This paper developed a new modification method of Q matrix (called g method) based on DINA model. The method could detect and modify the mistakes on Q matrix that could make the Q matrix rationally and promote the correct match ratio of CD.
Monte Carlo simulation method was use here, and some comparisons with western similar studies were done. Findings showed:
(1) Under any response slip probability (5%, 10%, 15%) context, when the critical value of parameters s and g was set to be 0.2, 0.25 or 0.3, g method could modify the mistakes of Q matrix efficiently. When Q matrix was recognized correctly, no modification will be done by g method. These indicated that g method could work well on recognition and modification on Q matrix whether it has mistakes or not.
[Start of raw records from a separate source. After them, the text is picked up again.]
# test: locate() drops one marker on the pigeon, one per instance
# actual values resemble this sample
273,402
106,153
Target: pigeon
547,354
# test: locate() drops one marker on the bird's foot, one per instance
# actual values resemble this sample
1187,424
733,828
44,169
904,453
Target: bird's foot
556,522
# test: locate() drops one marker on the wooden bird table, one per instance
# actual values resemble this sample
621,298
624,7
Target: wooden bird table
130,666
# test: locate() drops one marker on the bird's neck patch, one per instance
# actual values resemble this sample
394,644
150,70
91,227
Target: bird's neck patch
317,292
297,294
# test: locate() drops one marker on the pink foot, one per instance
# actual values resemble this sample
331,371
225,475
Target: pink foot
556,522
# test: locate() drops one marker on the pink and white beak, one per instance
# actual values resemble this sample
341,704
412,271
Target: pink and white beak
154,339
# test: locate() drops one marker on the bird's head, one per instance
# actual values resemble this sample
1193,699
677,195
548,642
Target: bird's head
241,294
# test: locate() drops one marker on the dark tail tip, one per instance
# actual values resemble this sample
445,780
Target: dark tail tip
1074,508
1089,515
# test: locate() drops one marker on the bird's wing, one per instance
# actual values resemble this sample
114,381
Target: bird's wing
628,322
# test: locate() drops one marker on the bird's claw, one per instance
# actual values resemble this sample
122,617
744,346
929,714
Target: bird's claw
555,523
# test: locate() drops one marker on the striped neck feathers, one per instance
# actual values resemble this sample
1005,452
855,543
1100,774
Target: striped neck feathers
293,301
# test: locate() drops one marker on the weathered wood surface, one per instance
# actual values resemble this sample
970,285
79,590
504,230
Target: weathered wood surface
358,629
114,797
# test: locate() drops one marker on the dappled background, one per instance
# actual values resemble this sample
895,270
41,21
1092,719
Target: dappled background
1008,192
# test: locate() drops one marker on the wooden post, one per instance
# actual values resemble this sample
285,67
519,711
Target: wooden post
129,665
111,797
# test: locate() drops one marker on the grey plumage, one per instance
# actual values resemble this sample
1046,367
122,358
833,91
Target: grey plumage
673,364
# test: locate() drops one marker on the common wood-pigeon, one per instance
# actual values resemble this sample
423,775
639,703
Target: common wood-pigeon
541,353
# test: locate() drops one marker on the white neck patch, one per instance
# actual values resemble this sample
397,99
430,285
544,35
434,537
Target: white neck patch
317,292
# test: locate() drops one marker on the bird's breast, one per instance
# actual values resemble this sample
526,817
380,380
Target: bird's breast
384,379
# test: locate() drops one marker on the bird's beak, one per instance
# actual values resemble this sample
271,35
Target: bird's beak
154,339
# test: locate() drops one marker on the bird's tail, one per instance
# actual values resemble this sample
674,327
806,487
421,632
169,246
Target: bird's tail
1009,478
(2) Compared to the similar western studies, the correct modification ratio of g method was relatively great and similar with the consequences of d method suggested by de la Tarre (2008). But g method was simpler than d method.
(3) The g method could not only rectify the mistakes of Q matrix efficiently but also promote the correct match ratio of CD. Especially the correct match ratio of PMR increased greater than 40% which was a wonderful work.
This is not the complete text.